You can visit the market, have a coffee in one of the cafes that keep popping up all over, try delicious chocolate, go visit the fort, or simply walk around and take it all in. There's also a nice cathedral, and plenty of places to grab a bite.
The market can be a bit overwhelming at first, if you're not used to African markets, and the ladies who sell there are not big fans of being photographed. Approach with care, as you always should, and ask for permission before you start shooting.
The market area is usually a messy noisy place. That should not scare you, people are actually quite nice, as everywhere else on the islands. There's a huge number of fruits and vegetables for sale, some you're not used to seeing, it's quite a thrill to find unusual produce for sale. The area is also where the taxis gather, and the vans pick up people who are looking for a ride to other parts of the island, so you should expect that special kind of chaos.
Places to eat
You can find a lot of places to eat, for all budgets. I would recommend the Omali restaurant as first choice, it's the best place to eat on both islands, home of the world's best chocolate mousse. Nothing comes close.
There are other places for a very good meal, no doubt, but this one is heaven.
Other venues are Teté, amazing fish here, Pico Mocambo, the Parque Nacional with many restaurants, the list goes on...
You can, and should, take the time to visit Diogo Vaz, a chocolatier in town.
While we're talking about chocolate, Claudio Corallo also has a factory in town, so maybe add that to your itinerary, and it's guaranteed you'll have fun.
When you feel you've mastered the city it's time to venture outside. That's when the fun begins.
Broadly speaking you can go south and north.
The southern road will take you to Santana, Ribeira Afonso, São João dos Angolares, all the way down to Porto Alegre and Praia Inhame. The landscape is superb, lush green on your right hand side, and the sea on the left, all the way down to the tip of the island.
If you go north you'll find Micoló, Guadalupe, Neves and, finally, Santa Catarina at the end of road. Most of the road will also be close to the sea, but it's a bit drier on land. Still beautiful.

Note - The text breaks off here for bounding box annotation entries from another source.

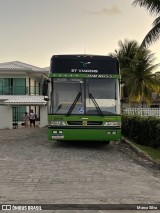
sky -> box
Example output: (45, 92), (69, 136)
(0, 0), (160, 67)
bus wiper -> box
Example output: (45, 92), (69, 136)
(89, 93), (103, 116)
(66, 92), (81, 116)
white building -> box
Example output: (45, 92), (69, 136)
(0, 61), (49, 129)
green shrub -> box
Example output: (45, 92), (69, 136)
(122, 115), (160, 148)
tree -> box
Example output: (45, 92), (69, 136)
(132, 0), (160, 47)
(110, 40), (160, 105)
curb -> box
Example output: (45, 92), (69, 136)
(118, 137), (160, 170)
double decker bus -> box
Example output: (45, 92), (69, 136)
(48, 55), (121, 143)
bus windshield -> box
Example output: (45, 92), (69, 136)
(50, 78), (120, 116)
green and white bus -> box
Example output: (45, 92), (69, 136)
(48, 55), (121, 143)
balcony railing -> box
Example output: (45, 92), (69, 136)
(0, 86), (41, 95)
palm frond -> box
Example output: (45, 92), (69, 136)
(141, 23), (160, 47)
(132, 0), (160, 15)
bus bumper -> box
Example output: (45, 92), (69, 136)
(48, 128), (121, 141)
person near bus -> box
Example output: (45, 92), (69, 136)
(24, 112), (29, 128)
(29, 109), (36, 128)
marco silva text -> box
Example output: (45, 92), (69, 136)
(137, 205), (158, 210)
(11, 205), (42, 211)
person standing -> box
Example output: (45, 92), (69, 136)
(24, 112), (29, 128)
(29, 109), (36, 128)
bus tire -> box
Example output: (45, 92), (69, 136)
(105, 141), (110, 144)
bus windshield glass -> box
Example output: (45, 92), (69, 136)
(50, 78), (120, 116)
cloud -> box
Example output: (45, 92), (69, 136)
(85, 6), (122, 16)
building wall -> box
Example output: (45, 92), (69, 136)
(0, 106), (12, 129)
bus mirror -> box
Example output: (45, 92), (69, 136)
(44, 96), (49, 101)
(42, 80), (50, 96)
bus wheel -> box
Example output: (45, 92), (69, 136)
(105, 141), (110, 144)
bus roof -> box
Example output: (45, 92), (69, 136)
(51, 54), (118, 61)
(50, 54), (119, 76)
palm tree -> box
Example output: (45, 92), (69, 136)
(122, 49), (159, 106)
(110, 40), (159, 104)
(110, 39), (139, 69)
(132, 0), (160, 47)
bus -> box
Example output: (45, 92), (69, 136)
(48, 55), (121, 143)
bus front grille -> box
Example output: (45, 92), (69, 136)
(67, 121), (103, 126)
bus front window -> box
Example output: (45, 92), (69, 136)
(52, 78), (84, 115)
(86, 79), (120, 115)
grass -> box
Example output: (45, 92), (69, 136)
(134, 143), (160, 162)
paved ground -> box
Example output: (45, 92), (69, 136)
(0, 128), (160, 213)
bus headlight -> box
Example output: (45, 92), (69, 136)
(50, 121), (67, 126)
(103, 121), (121, 126)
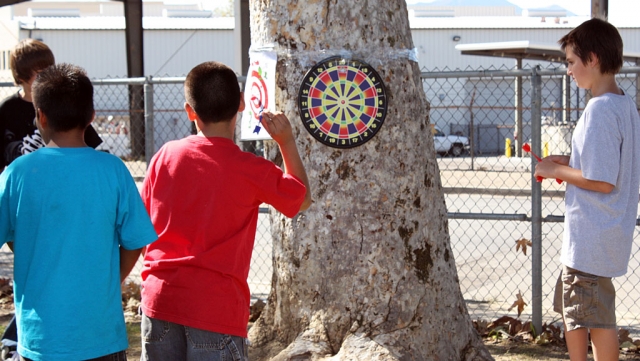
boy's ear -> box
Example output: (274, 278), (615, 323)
(238, 92), (245, 113)
(585, 53), (600, 66)
(184, 102), (198, 122)
(36, 108), (49, 129)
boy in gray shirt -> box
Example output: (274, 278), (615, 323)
(535, 19), (640, 361)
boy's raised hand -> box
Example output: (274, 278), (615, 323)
(262, 111), (312, 211)
(262, 110), (294, 145)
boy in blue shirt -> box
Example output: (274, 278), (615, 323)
(0, 64), (157, 361)
(535, 19), (640, 361)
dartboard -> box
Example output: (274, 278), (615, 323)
(298, 57), (387, 148)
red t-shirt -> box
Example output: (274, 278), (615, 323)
(142, 136), (306, 337)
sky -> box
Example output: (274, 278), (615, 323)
(407, 0), (640, 25)
(171, 0), (640, 25)
(509, 0), (640, 25)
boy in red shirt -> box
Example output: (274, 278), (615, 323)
(142, 62), (311, 361)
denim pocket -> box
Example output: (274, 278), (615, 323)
(140, 314), (170, 342)
(185, 327), (247, 361)
(562, 269), (598, 320)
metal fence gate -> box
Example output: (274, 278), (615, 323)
(0, 67), (640, 333)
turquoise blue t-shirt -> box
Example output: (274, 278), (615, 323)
(0, 147), (157, 361)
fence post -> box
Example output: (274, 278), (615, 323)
(531, 65), (542, 335)
(144, 77), (155, 168)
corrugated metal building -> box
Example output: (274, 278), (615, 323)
(0, 16), (640, 78)
(0, 2), (640, 153)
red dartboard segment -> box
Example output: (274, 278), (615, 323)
(298, 57), (387, 148)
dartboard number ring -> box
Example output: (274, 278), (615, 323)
(298, 57), (387, 148)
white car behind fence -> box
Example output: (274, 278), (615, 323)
(433, 128), (469, 157)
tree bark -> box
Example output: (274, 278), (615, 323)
(249, 0), (492, 360)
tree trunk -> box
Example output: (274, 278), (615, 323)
(249, 0), (491, 360)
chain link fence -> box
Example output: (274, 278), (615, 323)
(422, 62), (640, 333)
(0, 65), (640, 332)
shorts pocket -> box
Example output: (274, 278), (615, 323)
(562, 269), (598, 322)
(140, 314), (171, 342)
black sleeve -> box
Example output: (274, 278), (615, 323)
(84, 124), (102, 149)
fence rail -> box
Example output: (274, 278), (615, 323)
(0, 66), (640, 333)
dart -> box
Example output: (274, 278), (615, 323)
(522, 143), (562, 184)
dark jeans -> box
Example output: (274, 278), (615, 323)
(20, 351), (127, 361)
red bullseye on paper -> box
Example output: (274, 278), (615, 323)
(249, 70), (269, 121)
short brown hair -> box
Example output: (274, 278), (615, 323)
(184, 61), (240, 123)
(9, 39), (56, 85)
(558, 18), (623, 74)
(32, 63), (94, 132)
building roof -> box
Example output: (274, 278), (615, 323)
(15, 16), (235, 30)
(456, 40), (640, 64)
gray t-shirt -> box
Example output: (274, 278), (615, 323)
(560, 93), (640, 277)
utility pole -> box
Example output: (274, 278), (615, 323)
(591, 0), (609, 20)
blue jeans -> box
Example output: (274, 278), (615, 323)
(20, 351), (127, 361)
(140, 313), (249, 361)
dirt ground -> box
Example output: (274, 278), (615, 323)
(0, 311), (640, 361)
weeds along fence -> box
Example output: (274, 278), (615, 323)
(0, 66), (640, 333)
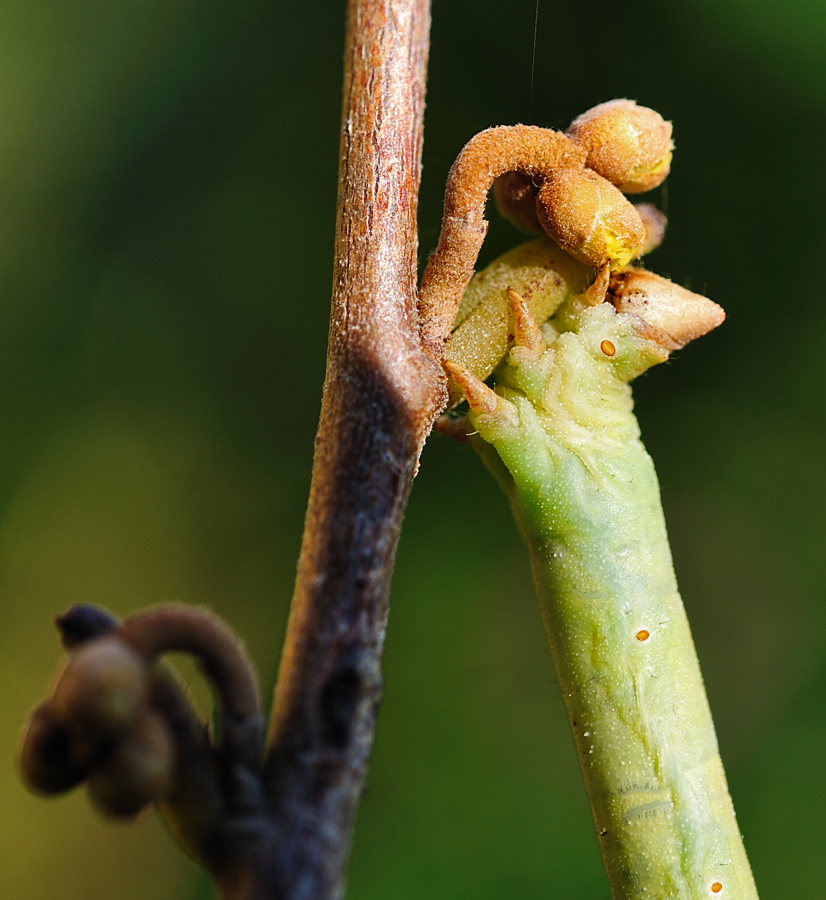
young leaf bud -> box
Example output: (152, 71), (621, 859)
(537, 167), (646, 270)
(567, 100), (674, 194)
(608, 269), (726, 350)
(493, 172), (543, 234)
(52, 636), (146, 737)
(89, 710), (174, 817)
(17, 703), (88, 794)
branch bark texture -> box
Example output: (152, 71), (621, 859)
(265, 0), (438, 900)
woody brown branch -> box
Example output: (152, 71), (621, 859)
(261, 0), (444, 900)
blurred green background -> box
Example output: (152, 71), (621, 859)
(0, 0), (826, 900)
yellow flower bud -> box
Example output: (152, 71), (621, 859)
(89, 710), (174, 817)
(537, 167), (646, 270)
(567, 100), (674, 194)
(52, 637), (146, 740)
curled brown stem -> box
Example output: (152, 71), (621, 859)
(419, 125), (586, 359)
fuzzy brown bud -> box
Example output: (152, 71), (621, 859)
(89, 710), (174, 817)
(493, 172), (542, 234)
(537, 167), (646, 270)
(567, 100), (674, 194)
(608, 269), (726, 350)
(17, 703), (88, 794)
(52, 637), (147, 738)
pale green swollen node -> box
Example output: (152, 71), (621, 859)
(451, 251), (757, 900)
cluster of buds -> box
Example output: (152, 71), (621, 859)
(19, 607), (175, 816)
(434, 100), (725, 414)
(419, 100), (674, 357)
(18, 604), (265, 871)
(493, 100), (674, 268)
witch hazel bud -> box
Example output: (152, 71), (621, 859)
(493, 172), (542, 234)
(17, 703), (88, 794)
(567, 100), (674, 194)
(88, 710), (175, 818)
(608, 268), (726, 350)
(51, 637), (147, 738)
(537, 167), (646, 271)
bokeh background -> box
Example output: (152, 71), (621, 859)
(0, 0), (826, 900)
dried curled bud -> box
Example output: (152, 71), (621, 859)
(17, 703), (89, 794)
(608, 269), (726, 350)
(537, 168), (646, 270)
(51, 637), (146, 738)
(567, 100), (674, 194)
(89, 710), (175, 817)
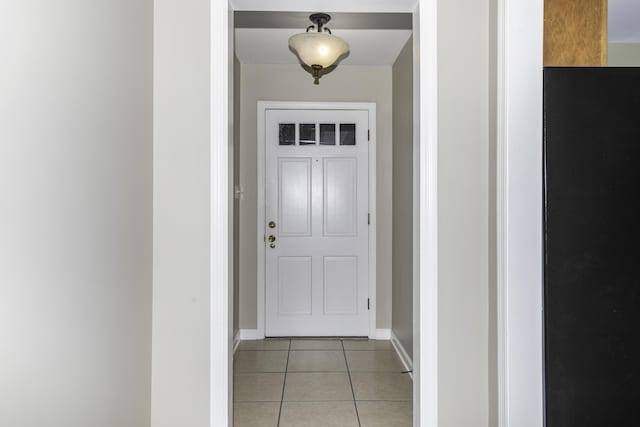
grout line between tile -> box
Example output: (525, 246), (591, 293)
(277, 340), (291, 427)
(340, 340), (362, 427)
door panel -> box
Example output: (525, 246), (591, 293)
(278, 257), (311, 315)
(323, 157), (358, 236)
(278, 157), (311, 237)
(324, 257), (358, 314)
(265, 110), (369, 336)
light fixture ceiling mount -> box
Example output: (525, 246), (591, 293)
(289, 13), (349, 84)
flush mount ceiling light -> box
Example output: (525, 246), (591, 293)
(289, 13), (349, 84)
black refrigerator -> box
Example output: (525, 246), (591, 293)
(543, 68), (640, 427)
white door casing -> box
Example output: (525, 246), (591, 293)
(258, 103), (375, 336)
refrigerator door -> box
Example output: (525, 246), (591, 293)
(544, 68), (640, 427)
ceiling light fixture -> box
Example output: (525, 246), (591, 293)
(289, 13), (349, 84)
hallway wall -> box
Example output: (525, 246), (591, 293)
(0, 0), (153, 427)
(392, 38), (414, 358)
(438, 0), (491, 427)
(239, 64), (392, 329)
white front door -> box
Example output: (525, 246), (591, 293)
(265, 110), (370, 336)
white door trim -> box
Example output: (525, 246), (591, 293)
(496, 0), (544, 427)
(256, 101), (377, 339)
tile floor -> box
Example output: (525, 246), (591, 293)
(234, 338), (412, 427)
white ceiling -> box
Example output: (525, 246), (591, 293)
(235, 25), (411, 65)
(609, 0), (640, 43)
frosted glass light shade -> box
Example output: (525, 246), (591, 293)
(289, 32), (349, 68)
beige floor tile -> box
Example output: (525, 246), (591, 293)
(233, 402), (280, 427)
(346, 350), (404, 372)
(342, 340), (393, 351)
(351, 372), (413, 400)
(280, 401), (358, 427)
(356, 402), (413, 427)
(284, 372), (353, 402)
(291, 339), (342, 350)
(287, 350), (347, 372)
(233, 350), (289, 372)
(238, 339), (290, 351)
(233, 373), (284, 402)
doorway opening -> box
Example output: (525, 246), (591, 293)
(257, 101), (376, 339)
(233, 11), (417, 425)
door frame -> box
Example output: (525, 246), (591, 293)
(256, 101), (377, 339)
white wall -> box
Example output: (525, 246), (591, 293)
(608, 43), (640, 67)
(392, 38), (414, 357)
(0, 0), (153, 427)
(239, 64), (392, 329)
(151, 0), (214, 427)
(440, 0), (489, 427)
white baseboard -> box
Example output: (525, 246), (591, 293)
(391, 331), (413, 379)
(239, 329), (258, 340)
(375, 329), (391, 340)
(233, 329), (240, 354)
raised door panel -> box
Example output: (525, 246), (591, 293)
(278, 158), (311, 237)
(323, 157), (358, 236)
(278, 257), (312, 315)
(324, 256), (358, 315)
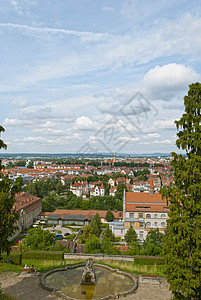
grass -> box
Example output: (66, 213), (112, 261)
(0, 259), (164, 276)
(0, 294), (16, 300)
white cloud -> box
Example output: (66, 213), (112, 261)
(154, 119), (176, 129)
(154, 139), (174, 145)
(33, 128), (64, 136)
(147, 133), (160, 138)
(143, 63), (200, 100)
(73, 116), (99, 131)
(118, 136), (140, 142)
(3, 118), (34, 126)
(11, 97), (27, 107)
(0, 23), (110, 41)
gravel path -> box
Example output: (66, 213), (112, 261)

There's actually a third road you can take, inland from the city, and that's the one you should get if you're planning on visiting the coffee museum at Monte Café, or the city of Trindade. You can have lunch at Almada Negreiros old place if you take this route. It's a nice place for a meal, and the view is amazing.
The Southern Road
As soon as you leave the capital you'll be in Pantufo, then Praia Melão, past the Voice of America station. You'll arrive in Santana, a lovely place for your first stop. There's a nice church and, if you're lucky, you'll be able to spot a few surfers on the ocean just in front of it.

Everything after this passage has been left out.